Na początku pandemii to właśnie w domach spokojnej starości umierało wiele osób. Szczepionek na COVID-19 jeszcze nie było, a szczególnie groźny dla seniorów koronawirus szybko rozprzestrzeniał się w miejscach, w których ludzie wspólnie mieszkali.

Wielu seniorów mieszkających jeszcze w swoich domach z przerażeniem patrzyło na falę zgonów w domach spokojnej starości i robiło wszystko, co w ich mocy, by do nich nie trafić. Nie dziwi więc, że w 2020 i 2021 r. obłożenie w domach spokojnej starości bardzo spadło.

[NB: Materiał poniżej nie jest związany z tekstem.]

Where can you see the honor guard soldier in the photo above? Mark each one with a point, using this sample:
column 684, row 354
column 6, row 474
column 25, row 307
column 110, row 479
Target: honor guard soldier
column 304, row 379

W 2022 r. sytuacja pandemiczna była już bardziej opanowana, a liczba zajętych miejsc w domach spokojnej starości, szczególnie tych publicznych, zaczęła rosnąć - opisuje dziennik „De Tijd”.

W 2023 r. we Flandrii, a więc w północnej, niderlandzkojęzycznej części Belgii, liczba zajętych miejsc w tych placówkach wzrosła jeszcze bardziej. W przypadku komercyjnych placówek osiągnęła ona w ubiegłym roku poziom znany już sprzed pandemii.

W prowincjach Flandria Wschodnia, Flandria Zachodnia i Limburgia we wszystkich dostępnych domach spokojnej starości zajętych jest już ponad 95% miejsc.

To już niebezpiecznie wysoki wskaźnik. Według organizacji Zorgnet-Icuro, reprezentującej interesy tej branży, Flandria ma problem i konieczne jest szybkie zwiększenie liczby dostępnych miejsc.

Obecnie we Flandrii w domach spokojnej starości jest około 83 tys. miejsc, czytamy w „De Tijd”. Do 2030 r. liczba ta powinna wzrosnąć o co najmniej 7 tys., uważają przedstawiciele Zorgnet-Icuro.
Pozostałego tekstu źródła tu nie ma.